= Zoje Stage =

American novelist

Zoje Stage is an American writer from Pittsburgh, Pennsylvania, known for her work in the performing arts and literature. She was awarded an Emerging Storytellers Fellowship from the Independent Filmmaker Project for her script "Hands and Knees" and a Fellowship in Screenwriting from the New York Foundation for the Arts in 2012 and 2008, respectively.

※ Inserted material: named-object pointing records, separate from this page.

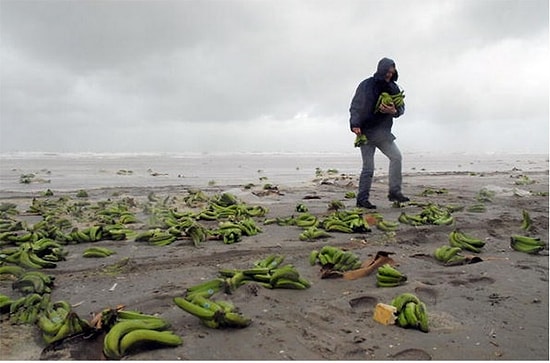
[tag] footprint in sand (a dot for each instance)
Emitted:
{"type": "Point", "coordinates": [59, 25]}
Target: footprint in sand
{"type": "Point", "coordinates": [411, 354]}
{"type": "Point", "coordinates": [473, 281]}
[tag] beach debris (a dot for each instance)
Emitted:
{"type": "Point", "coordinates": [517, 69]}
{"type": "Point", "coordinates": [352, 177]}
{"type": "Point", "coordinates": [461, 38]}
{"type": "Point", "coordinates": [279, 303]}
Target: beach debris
{"type": "Point", "coordinates": [345, 221]}
{"type": "Point", "coordinates": [133, 330]}
{"type": "Point", "coordinates": [301, 208]}
{"type": "Point", "coordinates": [411, 312]}
{"type": "Point", "coordinates": [389, 276]}
{"type": "Point", "coordinates": [458, 238]}
{"type": "Point", "coordinates": [385, 313]}
{"type": "Point", "coordinates": [370, 265]}
{"type": "Point", "coordinates": [213, 313]}
{"type": "Point", "coordinates": [268, 272]}
{"type": "Point", "coordinates": [350, 195]}
{"type": "Point", "coordinates": [43, 253]}
{"type": "Point", "coordinates": [389, 100]}
{"type": "Point", "coordinates": [526, 244]}
{"type": "Point", "coordinates": [335, 204]}
{"type": "Point", "coordinates": [334, 261]}
{"type": "Point", "coordinates": [449, 255]}
{"type": "Point", "coordinates": [82, 194]}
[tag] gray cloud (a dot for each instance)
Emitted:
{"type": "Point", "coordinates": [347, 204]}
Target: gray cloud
{"type": "Point", "coordinates": [152, 69]}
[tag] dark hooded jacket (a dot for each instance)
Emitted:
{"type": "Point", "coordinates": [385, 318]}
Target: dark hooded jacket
{"type": "Point", "coordinates": [375, 126]}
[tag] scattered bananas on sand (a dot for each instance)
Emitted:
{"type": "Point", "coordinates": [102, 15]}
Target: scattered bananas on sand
{"type": "Point", "coordinates": [133, 329]}
{"type": "Point", "coordinates": [526, 244]}
{"type": "Point", "coordinates": [346, 221]}
{"type": "Point", "coordinates": [213, 314]}
{"type": "Point", "coordinates": [43, 253]}
{"type": "Point", "coordinates": [269, 273]}
{"type": "Point", "coordinates": [411, 312]}
{"type": "Point", "coordinates": [97, 252]}
{"type": "Point", "coordinates": [389, 276]}
{"type": "Point", "coordinates": [334, 259]}
{"type": "Point", "coordinates": [457, 238]}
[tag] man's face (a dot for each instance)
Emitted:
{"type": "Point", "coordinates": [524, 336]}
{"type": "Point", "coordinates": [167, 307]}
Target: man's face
{"type": "Point", "coordinates": [389, 74]}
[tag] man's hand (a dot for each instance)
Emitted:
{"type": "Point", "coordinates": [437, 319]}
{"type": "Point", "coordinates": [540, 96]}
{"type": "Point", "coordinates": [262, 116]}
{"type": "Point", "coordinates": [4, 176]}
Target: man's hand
{"type": "Point", "coordinates": [388, 109]}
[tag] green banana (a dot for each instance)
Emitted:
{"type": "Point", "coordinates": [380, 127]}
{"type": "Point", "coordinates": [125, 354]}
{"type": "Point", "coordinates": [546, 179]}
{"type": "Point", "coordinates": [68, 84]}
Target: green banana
{"type": "Point", "coordinates": [138, 337]}
{"type": "Point", "coordinates": [111, 341]}
{"type": "Point", "coordinates": [313, 257]}
{"type": "Point", "coordinates": [422, 316]}
{"type": "Point", "coordinates": [401, 300]}
{"type": "Point", "coordinates": [410, 314]}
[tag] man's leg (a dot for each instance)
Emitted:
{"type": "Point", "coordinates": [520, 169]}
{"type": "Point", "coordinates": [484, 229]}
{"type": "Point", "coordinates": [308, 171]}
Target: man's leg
{"type": "Point", "coordinates": [365, 179]}
{"type": "Point", "coordinates": [391, 150]}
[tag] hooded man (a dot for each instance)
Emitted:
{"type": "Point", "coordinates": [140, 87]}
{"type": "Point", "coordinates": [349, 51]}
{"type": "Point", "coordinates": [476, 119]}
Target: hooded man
{"type": "Point", "coordinates": [376, 125]}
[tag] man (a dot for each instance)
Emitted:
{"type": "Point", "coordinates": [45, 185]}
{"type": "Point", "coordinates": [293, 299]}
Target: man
{"type": "Point", "coordinates": [376, 126]}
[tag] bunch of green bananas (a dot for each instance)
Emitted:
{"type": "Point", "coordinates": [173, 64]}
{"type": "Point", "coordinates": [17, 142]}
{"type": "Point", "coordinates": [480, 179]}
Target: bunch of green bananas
{"type": "Point", "coordinates": [11, 272]}
{"type": "Point", "coordinates": [346, 221]}
{"type": "Point", "coordinates": [43, 253]}
{"type": "Point", "coordinates": [5, 303]}
{"type": "Point", "coordinates": [457, 238]}
{"type": "Point", "coordinates": [133, 329]}
{"type": "Point", "coordinates": [389, 276]}
{"type": "Point", "coordinates": [59, 322]}
{"type": "Point", "coordinates": [437, 215]}
{"type": "Point", "coordinates": [280, 277]}
{"type": "Point", "coordinates": [388, 100]}
{"type": "Point", "coordinates": [411, 312]}
{"type": "Point", "coordinates": [34, 282]}
{"type": "Point", "coordinates": [26, 309]}
{"type": "Point", "coordinates": [530, 245]}
{"type": "Point", "coordinates": [97, 252]}
{"type": "Point", "coordinates": [335, 259]}
{"type": "Point", "coordinates": [155, 237]}
{"type": "Point", "coordinates": [213, 314]}
{"type": "Point", "coordinates": [386, 226]}
{"type": "Point", "coordinates": [526, 222]}
{"type": "Point", "coordinates": [313, 233]}
{"type": "Point", "coordinates": [449, 255]}
{"type": "Point", "coordinates": [360, 140]}
{"type": "Point", "coordinates": [232, 231]}
{"type": "Point", "coordinates": [412, 220]}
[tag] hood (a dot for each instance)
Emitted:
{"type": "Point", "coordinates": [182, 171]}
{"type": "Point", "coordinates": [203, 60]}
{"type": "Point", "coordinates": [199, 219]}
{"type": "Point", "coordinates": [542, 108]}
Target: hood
{"type": "Point", "coordinates": [383, 65]}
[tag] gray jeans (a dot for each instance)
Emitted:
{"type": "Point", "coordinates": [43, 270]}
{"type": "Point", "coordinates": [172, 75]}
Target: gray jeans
{"type": "Point", "coordinates": [388, 148]}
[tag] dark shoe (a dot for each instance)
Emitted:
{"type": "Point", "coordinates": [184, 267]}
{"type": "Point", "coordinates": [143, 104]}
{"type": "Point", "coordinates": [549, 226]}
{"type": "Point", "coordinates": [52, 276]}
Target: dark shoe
{"type": "Point", "coordinates": [400, 198]}
{"type": "Point", "coordinates": [366, 204]}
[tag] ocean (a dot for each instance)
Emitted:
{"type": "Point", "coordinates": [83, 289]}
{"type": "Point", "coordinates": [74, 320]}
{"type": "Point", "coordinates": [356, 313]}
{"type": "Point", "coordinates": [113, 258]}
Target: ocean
{"type": "Point", "coordinates": [38, 171]}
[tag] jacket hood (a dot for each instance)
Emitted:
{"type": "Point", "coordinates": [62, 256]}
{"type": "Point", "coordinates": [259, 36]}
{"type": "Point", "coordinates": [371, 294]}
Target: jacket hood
{"type": "Point", "coordinates": [383, 66]}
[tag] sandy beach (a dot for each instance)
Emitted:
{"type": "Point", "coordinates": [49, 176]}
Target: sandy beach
{"type": "Point", "coordinates": [495, 309]}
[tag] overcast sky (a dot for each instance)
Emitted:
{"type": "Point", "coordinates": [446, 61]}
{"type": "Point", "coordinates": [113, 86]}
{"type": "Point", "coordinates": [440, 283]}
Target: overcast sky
{"type": "Point", "coordinates": [269, 75]}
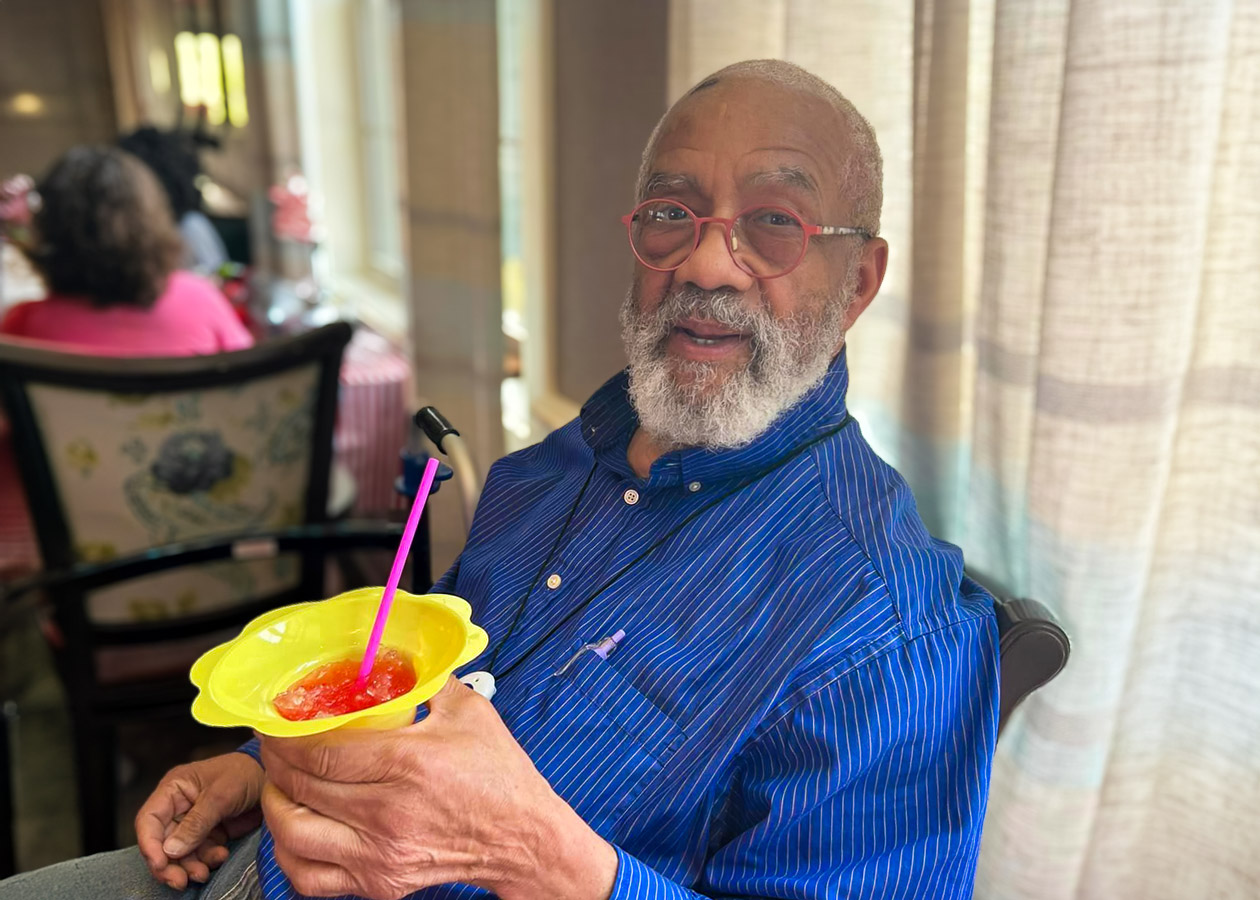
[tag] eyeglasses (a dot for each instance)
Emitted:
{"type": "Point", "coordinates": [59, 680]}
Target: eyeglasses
{"type": "Point", "coordinates": [766, 242]}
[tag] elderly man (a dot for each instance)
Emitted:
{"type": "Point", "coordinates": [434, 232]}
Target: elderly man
{"type": "Point", "coordinates": [731, 662]}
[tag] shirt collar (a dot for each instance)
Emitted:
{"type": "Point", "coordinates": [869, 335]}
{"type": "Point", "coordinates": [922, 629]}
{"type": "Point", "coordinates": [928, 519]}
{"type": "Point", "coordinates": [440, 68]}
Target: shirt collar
{"type": "Point", "coordinates": [609, 421]}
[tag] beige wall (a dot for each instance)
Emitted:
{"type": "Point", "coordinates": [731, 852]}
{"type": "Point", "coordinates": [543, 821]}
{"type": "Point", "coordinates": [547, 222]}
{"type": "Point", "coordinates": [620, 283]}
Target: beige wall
{"type": "Point", "coordinates": [53, 49]}
{"type": "Point", "coordinates": [611, 66]}
{"type": "Point", "coordinates": [450, 126]}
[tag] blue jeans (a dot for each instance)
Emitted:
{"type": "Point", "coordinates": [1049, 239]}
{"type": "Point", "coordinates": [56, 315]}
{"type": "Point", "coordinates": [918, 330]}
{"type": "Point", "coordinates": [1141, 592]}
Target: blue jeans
{"type": "Point", "coordinates": [122, 875]}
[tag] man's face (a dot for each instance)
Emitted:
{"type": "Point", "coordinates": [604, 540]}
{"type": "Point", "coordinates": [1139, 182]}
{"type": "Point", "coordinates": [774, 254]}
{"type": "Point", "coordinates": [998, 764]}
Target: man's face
{"type": "Point", "coordinates": [716, 353]}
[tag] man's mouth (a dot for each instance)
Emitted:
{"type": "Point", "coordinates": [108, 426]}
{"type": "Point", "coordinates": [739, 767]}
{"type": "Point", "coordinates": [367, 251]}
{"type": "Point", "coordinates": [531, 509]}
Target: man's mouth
{"type": "Point", "coordinates": [707, 338]}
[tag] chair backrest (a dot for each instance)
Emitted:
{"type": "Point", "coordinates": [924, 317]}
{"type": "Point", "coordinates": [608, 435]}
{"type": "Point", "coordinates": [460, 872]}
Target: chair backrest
{"type": "Point", "coordinates": [1032, 649]}
{"type": "Point", "coordinates": [122, 454]}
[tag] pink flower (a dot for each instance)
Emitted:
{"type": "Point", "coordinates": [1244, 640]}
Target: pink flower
{"type": "Point", "coordinates": [291, 217]}
{"type": "Point", "coordinates": [18, 201]}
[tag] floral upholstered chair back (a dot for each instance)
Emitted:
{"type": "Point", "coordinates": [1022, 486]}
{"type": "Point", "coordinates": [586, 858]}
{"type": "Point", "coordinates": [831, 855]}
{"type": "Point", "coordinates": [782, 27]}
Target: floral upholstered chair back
{"type": "Point", "coordinates": [136, 470]}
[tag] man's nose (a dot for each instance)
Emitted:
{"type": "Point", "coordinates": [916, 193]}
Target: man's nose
{"type": "Point", "coordinates": [711, 266]}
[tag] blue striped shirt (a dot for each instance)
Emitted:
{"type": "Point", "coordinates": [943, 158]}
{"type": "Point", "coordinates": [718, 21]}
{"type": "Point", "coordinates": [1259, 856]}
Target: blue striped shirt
{"type": "Point", "coordinates": [804, 703]}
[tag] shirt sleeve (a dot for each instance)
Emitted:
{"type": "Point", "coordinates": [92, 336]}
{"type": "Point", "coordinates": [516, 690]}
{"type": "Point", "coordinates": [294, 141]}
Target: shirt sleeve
{"type": "Point", "coordinates": [252, 748]}
{"type": "Point", "coordinates": [14, 320]}
{"type": "Point", "coordinates": [873, 785]}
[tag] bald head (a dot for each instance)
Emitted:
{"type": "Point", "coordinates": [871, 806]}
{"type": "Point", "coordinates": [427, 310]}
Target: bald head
{"type": "Point", "coordinates": [861, 175]}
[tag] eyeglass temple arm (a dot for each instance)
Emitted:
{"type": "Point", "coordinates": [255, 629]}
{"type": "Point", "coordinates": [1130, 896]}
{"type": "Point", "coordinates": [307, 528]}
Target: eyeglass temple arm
{"type": "Point", "coordinates": [839, 230]}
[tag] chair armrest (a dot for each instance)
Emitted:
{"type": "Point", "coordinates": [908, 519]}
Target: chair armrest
{"type": "Point", "coordinates": [1032, 648]}
{"type": "Point", "coordinates": [329, 537]}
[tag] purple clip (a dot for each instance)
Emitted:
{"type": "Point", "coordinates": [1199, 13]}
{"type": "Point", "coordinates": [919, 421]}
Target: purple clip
{"type": "Point", "coordinates": [600, 648]}
{"type": "Point", "coordinates": [605, 647]}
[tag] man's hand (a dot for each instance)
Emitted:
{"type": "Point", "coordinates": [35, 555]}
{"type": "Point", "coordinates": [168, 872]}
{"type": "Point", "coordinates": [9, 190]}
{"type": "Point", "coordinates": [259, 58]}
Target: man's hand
{"type": "Point", "coordinates": [451, 798]}
{"type": "Point", "coordinates": [184, 826]}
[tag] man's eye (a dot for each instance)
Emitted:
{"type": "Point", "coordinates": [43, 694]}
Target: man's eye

Her debut novel, Baby Teeth, has been optioned for film by Village Roadshow and Valparaiso Pictures.

==Bibliography==

=== Novels ===
- Baby Teeth (2018, published in the UK as Bad Apple)
- Wonderland (2020)
- Something of a Calling (2026)
  1. AuthorLife (2026, under the pen name Joe Zagets)

=== Scripts ===

- “The Machine Who Loved”
- "Hands and Knees"

== Synopses ==

- Baby Teeth (2018): This novel tells the story of Suzette and Alex, a thirty-something married couple who is trying to figure out what's wrong with their 7-year-old daughter, Hanna. Hanna has been mute since she was 3-years-old, but has recently started talking to only Suzette as Marie-Anne Dufosset, a witch who was burned at the stake. Meanwhile, Suzette is growing increasingly more scared of Hanna's violent outbursts and manipulative moments.
- Wonderland (2020): This novel is about a family of four that moves from New York to a rural farmhouse. The family starts dealing with malevolent forces in the woods outside of their home, but they're not sure if they're coming from the earth, trees, or somewhere deep in their minds.